4. The method according to claim 3, characterized in that, In response to the initial coordinates being located in an intersection area, the step of performing semantic consistency matching between the semantic features of the candidate images and the visual fingerprint features to filter out the target point from the plurality of candidate points includes: For each connecting road, multiple candidate points for that connecting road are determined; Using the semantic features of the candidate images of the multiple candidate points and the visual fingerprint features, the semantic consistency of each candidate point is evaluated and ranked to determine the first candidate point and the second candidate point. The candidate images of the first candidate point and the second candidate point are packaged to generate composite candidates, and the composite candidates corresponding to the target road are filtered to obtain the target point.

5. The method according to claim 4, characterized in that, The process of filtering composite candidates corresponding to the target road to obtain the target point includes: All composite candidates corresponding to connecting roads are compared and processed to determine the target candidate; The candidate image corresponding to the target candidate is matched with the image data to obtain the target point.

6. The method according to claim 1, characterized in that, Applied to autonomous vehicles, the initial coordinates are the current initial position coordinates determined by a positioning device, and the image data are images captured by onboard sensors; the method further includes: The target location is synchronized to the vehicle map to update the current position coordinates of the autonomous vehicle in the map coordinate system.

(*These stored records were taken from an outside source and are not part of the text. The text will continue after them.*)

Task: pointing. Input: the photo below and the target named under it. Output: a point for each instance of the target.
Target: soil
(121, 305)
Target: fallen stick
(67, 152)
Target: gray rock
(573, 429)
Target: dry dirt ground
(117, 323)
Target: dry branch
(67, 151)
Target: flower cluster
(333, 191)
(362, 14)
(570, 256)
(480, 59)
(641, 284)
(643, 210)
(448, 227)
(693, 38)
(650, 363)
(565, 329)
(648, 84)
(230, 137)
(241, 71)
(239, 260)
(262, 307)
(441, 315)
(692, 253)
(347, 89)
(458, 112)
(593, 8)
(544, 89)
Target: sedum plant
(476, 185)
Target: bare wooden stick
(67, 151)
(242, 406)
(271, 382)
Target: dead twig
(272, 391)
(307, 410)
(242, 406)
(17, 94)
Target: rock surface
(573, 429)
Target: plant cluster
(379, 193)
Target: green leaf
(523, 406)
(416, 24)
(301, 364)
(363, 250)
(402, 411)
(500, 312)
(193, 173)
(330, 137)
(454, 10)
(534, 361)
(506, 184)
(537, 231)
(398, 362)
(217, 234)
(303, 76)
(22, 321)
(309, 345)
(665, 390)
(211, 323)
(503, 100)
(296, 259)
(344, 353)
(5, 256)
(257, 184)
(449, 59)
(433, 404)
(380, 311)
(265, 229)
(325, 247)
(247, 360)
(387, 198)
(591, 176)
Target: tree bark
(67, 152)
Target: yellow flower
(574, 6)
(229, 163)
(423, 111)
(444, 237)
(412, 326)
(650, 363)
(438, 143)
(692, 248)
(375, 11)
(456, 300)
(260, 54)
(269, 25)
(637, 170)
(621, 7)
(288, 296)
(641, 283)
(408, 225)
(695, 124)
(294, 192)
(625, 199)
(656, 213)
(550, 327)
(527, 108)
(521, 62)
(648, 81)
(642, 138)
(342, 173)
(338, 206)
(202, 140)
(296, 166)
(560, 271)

7. A geospatial location positioning device, characterized in that, The device includes: A receiving module is used to receive multimodal data, which includes initial coordinates, image data, and text data; The input module is used to input the multimodal data into a multimodal large language model to obtain visual fingerprint features; The first determining module is used to determine the corresponding target road based on the initial coordinates; The matching module is used to acquire candidate images corresponding to multiple candidate points on the target road, and to perform semantic consistency matching between the semantic features of the candidate images and the visual fingerprint features to filter out the target points from the multiple candidate points. Wherein, in response to the initial coordinates being located in a road segment area, the road segment containing the road segment area is determined as the target road, and the matching module is specifically used for: For the target road, identify multiple candidate points on the target road; By utilizing the semantic features and visual fingerprint features of candidate images of multiple candidate points, semantic consistency is evaluated for each candidate point to determine the target point; The second determining module is used to determine the target location based on the target point.

8. An electronic device, characterized in that, include: Memory, processor; The memory stores computer-executed instructions; The processor executes computer execution instructions stored in the memory, causing the processor to perform the method as described in any one of claims 1-6.

9. A computer program product, characterized in that, Includes a computer program that, when executed by a processor, implements the method as described in any one of claims 1-6.